3. HOW SCALABLE IS THE DATA CENTRE’S CAPACITY?
As your business or your appetite for data centre services grows, you may find that you need to add capacity. If you’re using the data centre to house your own IT equipment, you’ll need to know you’ll be able to easily add additional power and rack space. If you’re buying a managed service from a hosting provider, you’ll need the assurance that they will be able to bend and flex capacity too as your needs change and grow.
Look for a data centre environment that offers flexibility. For example, can it run high-density and low-density racks side by side? This will be at least partly determined by the type of cooling system in use. Without row-based, rack-level cooling, it could be harder to adapt or add racks without the upheaval of moving to a different location within the building.
Volta Data Centres offers a substantial 91,000 square feet of space, has a sophisticated cooling system, and provides impressive flexibility to meet any business or managed service provider’s needs. That includes the ability to house high and low-density racks side by side.
4. HOW WELL CONNECTED IS THE DATA CENTRE?
A data centre’s connectivity is its lifeline. Without it, no one would be able to access the infrastructure, content, applications and services housed at the facility. So connections must be solid, perform consistently, and have multiple layers of backup. As businesses become more ambitious in their use of external facilities, ‘latency’ begins to matter more too – delays of even nanoseconds can pose problems for sensitive applications involving voice and video, or for everyday database and e-commerce transactions.
Although most data centres offer multiple Tier 2 carrier options, they are sometimes limited by the number of Tier 1 carriers (i.e. the original network owners). Without multiple backup fibre connections, services are vulnerable: any damage to the underlying cable network – for example, as a result of road works – will take out every Tier 2 connection whose services pass over that provider’s network.
Although they’re harder to find, look for a data centre provider with multiple Tier 1 carrier options and diverse entry points into the building to ensure a fully resilient, ‘always on’ connection to your IT assets. Volta provides ultra-fast connectivity linking customers to a variety of world-class carriers, as well as cloud providers, business partners, networks, major internet exchanges, and any other data centre globally.
5. WHAT POWER SUPPLY CONTINGENCIES ARE THERE?
Just as a data centre is only as good as its connectivity, a continuous service demands a robust power supply. All data centres have a dual power supply from the grid, as well as some form of resiliency or back up to the grid power supply from arrays of batteries or generators.
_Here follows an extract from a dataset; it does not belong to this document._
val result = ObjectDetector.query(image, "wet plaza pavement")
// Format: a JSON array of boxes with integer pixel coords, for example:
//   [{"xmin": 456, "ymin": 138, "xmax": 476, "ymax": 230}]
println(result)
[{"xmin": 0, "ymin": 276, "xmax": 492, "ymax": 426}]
But most urban data centres are limited to 11KV of power derived from a single grid substation – if that goes out, they will lose both grid feeds.
Volta is different, offering a level of resilience that is unparalleled in central London. We have two wholly owned and dedicated 33kV transformers onsite, which are fed by two separate redundant grid rings at 33kV each, providing a level of resilience that no other central London facility can match. In the unlikely event both of these grid rings were to fail, whilst a considerable amount of London would be in complete darkness, at Volta our resilient back up generators will ensure that the lights will never go out at our Great Sutton Street site.